Opinioni & Commenti

Le staminali «riprogrammabili» e l’imbarazzo dei «media» italiani

DI CLAUDIO TURRINI

Il prestigioso «Times» ci ha addirittura aperto lo scorso mercoledì 20 novembre. «Cellule staminali, un passo avanti» ha titolato a tutta pagina. Eppure in Italia la notizia non ha «bucato». Repubblica l’ha messa sì in prima, ma con un titolino in basso e un richiamo a pagina 23. E gli altri quotidiani – ad eccezione di «Avvenire» – sono stati anche più avari. Stesso discorso per i notiziari radio e tv.

È sempre difficile ammettere di aver sbagliato. E per i «media» italiani sarebbe stato il momento dell’autocritica. Non ci avevano detto che per vincere le malattie degenerative, come l’Halzeimer o il Parkinson, era indispensabile fare ricerca sugli embrioni umani? E che quella sciagurata legge 40 (quella che regolamenta la fecondazione medicalmente assistita) con i suoi «assurdi» divieti, imposti dai cattolici, ci aveva posti fuori dal progresso e dalla corsa ai brevetti sulle staminali embrionali? E invece le ricerche condotte parallelamente negli Usa e in Giappone ci dicono oggi che è possibile «riprogrammare» banalissime cellule di pelle umana, in modo da risultare indistinguibili dalle staminali embrionali. Gli esperimenti sulle cellule iPS (cellule pluripotenti indotte), portati avanti in America dagli scienziati del Genome Center dell’Università di Wisconsin-Madison, diretti da Junying Yu, sono stati pubblicati su «Science». Quelli del team nipponico, diretto da Shinya Yamanaka, della Kyoto University, sull’altra prestigiosa rivista «Cell». Due studi epocali, che potrebbero rendere inutili i dilemmi etici sull’uso delle staminali embrionali, assieme alla clonazione umana a scopo terapeutico. Se, infatti, si possono riprogrammare cellule adulte, non occorre creare embrioni «ad hoc» o utilizzare quelli in sovrannumero come fonte di preziose cellule pluripotenti, capaci di trasformarsi nei 220 tipi cellulari che compongono il corpo umano. «Mi fa piacere che ciò che prevedevo due anni e mezzo fa, ai tempi della campagna referendaria, si sia avverato», ha commentato la notizia il genetista Bruno DallaPiccola. «Dopo un lungo e sofferto cammino, che ha immolato sull’altare della ricerca tanti esseri umani in fase embrionale», la scoperta «sembrerebbe un’autentica svolta», ha commentato l’associazione «Scienza & Vita», che tuttavia invita alla prudenza sulla sua immediata applicabilità: «Saranno indispensabili adeguate sperimentazioni sull’animale per chiarire gli aspetti non ancora noti e la possibilità di un’efficace e sicura applicazione clinica». «L’opinione pubblica – prosegue Scienza & vita – è stata già manipolata a sufficienza. Basti ricordare l’inopinato entusiasmo riservato alle tecniche della clonazione e alla ricerca sulle cellule staminali embrionali che avrebbe dovuto dare risposta immediata a tutte le malattie degenerative».

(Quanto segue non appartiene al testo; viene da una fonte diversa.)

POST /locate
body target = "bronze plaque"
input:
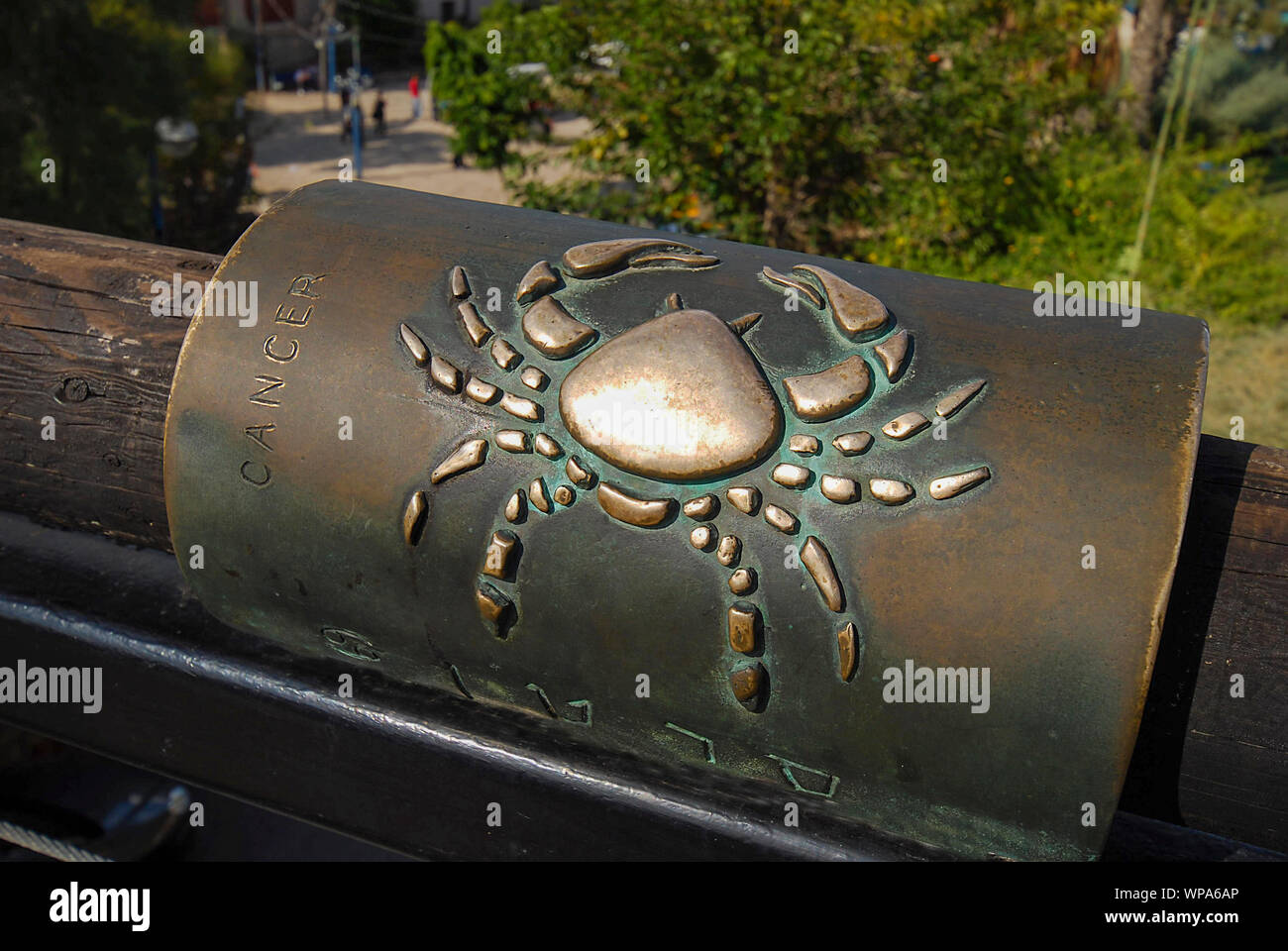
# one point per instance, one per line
(896, 543)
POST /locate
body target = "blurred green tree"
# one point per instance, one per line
(84, 85)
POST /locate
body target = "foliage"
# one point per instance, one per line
(476, 81)
(832, 149)
(85, 88)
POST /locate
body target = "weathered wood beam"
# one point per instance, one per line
(78, 343)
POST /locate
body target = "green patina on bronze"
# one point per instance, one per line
(964, 548)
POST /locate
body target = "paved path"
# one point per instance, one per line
(296, 144)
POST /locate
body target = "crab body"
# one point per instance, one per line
(674, 401)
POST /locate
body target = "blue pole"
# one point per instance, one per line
(356, 124)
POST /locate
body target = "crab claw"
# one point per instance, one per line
(854, 309)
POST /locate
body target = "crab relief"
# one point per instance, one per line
(681, 401)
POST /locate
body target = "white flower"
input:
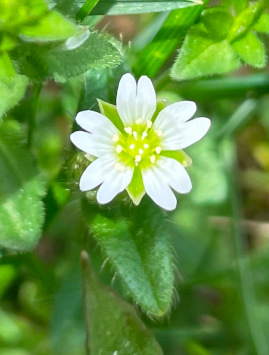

Cambierà qualcosa adesso nei laboratori che studiano le staminali? Per Adriano Pessina, direttore del Centro di bioetica dell’Università Cattolica, «eliminare la ricerca improntata sulle cellule staminali embrionali dovrebbe essere considerato un bene anche soltanto per i motivi etici, e non semplicemente perché ci sono valide alternative scientifiche». Per Pessina rimane, comunque, da chiedersi «come mai è rimasto questo accanimento attorno alla vita embrionale»: «Se gli unici motivi di tale atteggiamento – spiega – erano di tipo scientifico e terapeutico, adesso questa strada dovrebbe essere definitivamente abbandonata. Se, invece, la preferenza per l’utilizzo delle cellule staminali embrionali deriva dal fatto che c’è una grande disponibilità di queste ultime grazie al materiale derivato dalla crioconservazione, e dalla maggiore facilità di utilizzo, allora la strada verso l’abbandono di tale filone di ricerca rischia di essere ancora lontana».